Неаполь совсем особенный город. Полный своеобразного настроения. И настроение это не столько разлито в его синем воздухе и синем море, не столько выражено в картинном Везувии и яркой красоте Нозилипо1 сколько в психике неаполитанского населения.

Неаполь — город народный, город нищеты, зажиточное гражданство очень тонким слоем сливок всплывает на полумиллионном горемычном простонародье.

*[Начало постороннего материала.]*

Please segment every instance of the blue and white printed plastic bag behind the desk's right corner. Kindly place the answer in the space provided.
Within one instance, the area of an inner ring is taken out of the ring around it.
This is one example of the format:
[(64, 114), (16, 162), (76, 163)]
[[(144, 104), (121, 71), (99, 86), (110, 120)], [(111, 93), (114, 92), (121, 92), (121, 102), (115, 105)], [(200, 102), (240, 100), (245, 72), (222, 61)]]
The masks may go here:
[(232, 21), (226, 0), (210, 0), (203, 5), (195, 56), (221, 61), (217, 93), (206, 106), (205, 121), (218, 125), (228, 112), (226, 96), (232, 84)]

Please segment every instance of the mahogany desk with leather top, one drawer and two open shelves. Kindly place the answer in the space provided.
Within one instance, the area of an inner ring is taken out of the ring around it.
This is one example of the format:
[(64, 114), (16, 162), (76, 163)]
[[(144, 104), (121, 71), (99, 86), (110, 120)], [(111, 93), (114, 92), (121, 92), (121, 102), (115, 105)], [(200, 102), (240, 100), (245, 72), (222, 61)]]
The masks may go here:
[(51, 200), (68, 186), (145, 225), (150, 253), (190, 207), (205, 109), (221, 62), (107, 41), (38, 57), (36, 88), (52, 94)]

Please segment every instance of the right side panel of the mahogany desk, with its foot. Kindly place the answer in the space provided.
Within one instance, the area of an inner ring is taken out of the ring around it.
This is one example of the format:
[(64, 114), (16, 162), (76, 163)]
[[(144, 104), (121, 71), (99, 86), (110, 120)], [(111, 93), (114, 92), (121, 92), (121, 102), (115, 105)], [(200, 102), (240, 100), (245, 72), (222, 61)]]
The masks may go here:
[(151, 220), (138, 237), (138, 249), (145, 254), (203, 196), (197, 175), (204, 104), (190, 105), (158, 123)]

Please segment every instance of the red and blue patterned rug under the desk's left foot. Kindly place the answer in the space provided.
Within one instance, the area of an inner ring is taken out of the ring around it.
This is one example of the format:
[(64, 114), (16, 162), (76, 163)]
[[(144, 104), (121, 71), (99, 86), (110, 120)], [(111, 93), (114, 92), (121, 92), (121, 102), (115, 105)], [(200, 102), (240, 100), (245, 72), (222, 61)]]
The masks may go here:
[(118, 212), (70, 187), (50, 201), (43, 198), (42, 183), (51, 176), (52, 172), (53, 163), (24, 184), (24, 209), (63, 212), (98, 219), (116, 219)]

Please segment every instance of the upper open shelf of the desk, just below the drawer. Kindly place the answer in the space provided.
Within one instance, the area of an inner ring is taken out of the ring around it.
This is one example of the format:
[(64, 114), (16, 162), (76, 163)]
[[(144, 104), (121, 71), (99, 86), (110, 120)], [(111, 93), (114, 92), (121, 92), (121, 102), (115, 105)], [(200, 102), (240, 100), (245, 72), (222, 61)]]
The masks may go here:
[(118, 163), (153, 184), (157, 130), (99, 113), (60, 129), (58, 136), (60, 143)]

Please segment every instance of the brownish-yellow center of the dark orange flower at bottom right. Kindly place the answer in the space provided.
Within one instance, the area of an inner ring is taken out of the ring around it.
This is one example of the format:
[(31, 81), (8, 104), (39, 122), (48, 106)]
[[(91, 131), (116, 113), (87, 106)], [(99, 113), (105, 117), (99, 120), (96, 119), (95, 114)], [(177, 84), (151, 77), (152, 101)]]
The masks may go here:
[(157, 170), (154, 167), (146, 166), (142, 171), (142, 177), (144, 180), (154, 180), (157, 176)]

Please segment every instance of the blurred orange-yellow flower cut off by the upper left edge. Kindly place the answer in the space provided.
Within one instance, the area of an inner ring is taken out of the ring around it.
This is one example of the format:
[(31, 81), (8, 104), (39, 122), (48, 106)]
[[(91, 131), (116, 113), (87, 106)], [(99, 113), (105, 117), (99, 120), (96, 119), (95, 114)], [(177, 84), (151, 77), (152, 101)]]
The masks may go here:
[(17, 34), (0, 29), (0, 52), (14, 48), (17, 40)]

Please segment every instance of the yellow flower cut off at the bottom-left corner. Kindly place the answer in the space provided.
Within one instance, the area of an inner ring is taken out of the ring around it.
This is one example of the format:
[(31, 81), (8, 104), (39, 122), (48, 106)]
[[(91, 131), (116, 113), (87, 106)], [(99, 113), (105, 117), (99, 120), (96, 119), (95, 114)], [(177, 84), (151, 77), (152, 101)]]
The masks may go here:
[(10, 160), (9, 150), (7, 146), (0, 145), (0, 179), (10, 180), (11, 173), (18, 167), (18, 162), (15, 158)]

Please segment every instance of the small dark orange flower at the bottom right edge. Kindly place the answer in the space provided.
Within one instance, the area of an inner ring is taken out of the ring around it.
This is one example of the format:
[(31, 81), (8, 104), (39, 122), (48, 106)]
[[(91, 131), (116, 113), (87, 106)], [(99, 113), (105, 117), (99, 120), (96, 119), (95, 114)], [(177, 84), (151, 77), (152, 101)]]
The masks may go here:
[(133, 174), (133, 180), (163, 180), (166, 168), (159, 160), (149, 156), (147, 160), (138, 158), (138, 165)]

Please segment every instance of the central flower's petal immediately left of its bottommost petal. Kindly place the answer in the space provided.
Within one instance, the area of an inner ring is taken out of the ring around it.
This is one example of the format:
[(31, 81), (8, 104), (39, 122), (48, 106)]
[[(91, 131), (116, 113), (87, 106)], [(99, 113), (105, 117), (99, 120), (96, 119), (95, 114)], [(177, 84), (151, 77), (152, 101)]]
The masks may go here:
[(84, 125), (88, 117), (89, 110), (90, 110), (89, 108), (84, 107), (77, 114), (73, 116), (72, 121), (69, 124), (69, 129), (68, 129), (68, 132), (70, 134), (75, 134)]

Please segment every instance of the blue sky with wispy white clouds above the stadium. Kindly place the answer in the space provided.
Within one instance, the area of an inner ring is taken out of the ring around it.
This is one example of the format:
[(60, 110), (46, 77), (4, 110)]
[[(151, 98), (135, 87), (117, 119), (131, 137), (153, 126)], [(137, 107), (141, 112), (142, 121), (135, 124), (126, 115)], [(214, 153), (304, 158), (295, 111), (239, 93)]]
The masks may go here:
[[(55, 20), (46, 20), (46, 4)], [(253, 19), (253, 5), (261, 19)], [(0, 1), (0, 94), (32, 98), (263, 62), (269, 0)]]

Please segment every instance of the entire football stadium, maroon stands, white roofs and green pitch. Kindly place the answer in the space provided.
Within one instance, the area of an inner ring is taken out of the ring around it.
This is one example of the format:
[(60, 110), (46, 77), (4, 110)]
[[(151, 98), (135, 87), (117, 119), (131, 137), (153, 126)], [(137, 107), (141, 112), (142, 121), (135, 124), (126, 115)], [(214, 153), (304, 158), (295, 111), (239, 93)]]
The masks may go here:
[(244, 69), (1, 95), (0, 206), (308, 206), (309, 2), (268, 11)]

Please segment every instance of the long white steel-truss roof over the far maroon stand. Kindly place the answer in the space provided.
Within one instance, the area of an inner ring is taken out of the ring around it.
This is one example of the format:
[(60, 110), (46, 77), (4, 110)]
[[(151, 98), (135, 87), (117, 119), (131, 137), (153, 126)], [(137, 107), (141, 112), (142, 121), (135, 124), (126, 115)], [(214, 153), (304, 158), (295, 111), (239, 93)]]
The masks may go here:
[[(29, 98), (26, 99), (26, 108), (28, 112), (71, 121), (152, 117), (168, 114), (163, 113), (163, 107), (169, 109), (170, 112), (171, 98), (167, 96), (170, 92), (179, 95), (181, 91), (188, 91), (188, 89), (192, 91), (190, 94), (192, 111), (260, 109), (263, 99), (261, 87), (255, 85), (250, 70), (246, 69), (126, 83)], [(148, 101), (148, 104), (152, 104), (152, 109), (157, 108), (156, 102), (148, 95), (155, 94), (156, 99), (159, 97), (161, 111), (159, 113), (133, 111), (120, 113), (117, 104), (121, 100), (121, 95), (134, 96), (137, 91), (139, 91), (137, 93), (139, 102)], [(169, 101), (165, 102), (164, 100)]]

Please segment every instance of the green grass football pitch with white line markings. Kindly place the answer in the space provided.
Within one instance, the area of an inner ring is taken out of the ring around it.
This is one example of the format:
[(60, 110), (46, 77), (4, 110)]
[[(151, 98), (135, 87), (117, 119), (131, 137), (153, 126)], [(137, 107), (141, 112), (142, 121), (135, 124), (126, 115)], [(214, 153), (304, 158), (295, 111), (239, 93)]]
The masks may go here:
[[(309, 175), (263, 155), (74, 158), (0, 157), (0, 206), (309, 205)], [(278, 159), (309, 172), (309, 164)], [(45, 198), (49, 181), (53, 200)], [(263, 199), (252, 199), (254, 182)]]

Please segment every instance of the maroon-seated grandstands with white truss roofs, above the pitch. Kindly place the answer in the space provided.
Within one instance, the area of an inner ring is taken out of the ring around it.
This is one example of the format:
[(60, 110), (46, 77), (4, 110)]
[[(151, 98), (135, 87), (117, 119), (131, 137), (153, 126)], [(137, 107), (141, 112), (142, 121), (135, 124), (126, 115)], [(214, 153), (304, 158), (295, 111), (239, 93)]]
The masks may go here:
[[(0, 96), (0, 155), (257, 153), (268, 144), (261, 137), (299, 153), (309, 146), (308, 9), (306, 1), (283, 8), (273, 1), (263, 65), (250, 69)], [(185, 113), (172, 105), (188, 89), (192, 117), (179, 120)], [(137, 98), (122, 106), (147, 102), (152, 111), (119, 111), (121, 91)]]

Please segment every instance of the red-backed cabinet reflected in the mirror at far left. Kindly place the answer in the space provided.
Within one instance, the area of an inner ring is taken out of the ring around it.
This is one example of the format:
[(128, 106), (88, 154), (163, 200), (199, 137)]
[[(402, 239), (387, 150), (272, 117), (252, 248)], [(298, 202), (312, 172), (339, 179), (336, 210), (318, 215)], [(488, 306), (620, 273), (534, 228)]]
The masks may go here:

Сначала неаполитанцы, эта особая порода людей, поражают иностранца главным образом своей крикливостью, суетливостью, выразительной жестикуляцией и страстным желанием надуть «форестьера»[56] и, по возможности, посмеяться над ним. Обезьяньи ухватки детишек, доходящие до наглости, назойливость разного уличного люда, невероятная грязь, неописуемый гвалт делают неаполитанцев несимпатичными для проезжего. Но как ни открыта душа неаполитанца, а все же требуется время, внимание и, по меньшей мере, беспристрастность, чтобы действительно понять его, а понять в данном случае — почти наверное значит полюбить.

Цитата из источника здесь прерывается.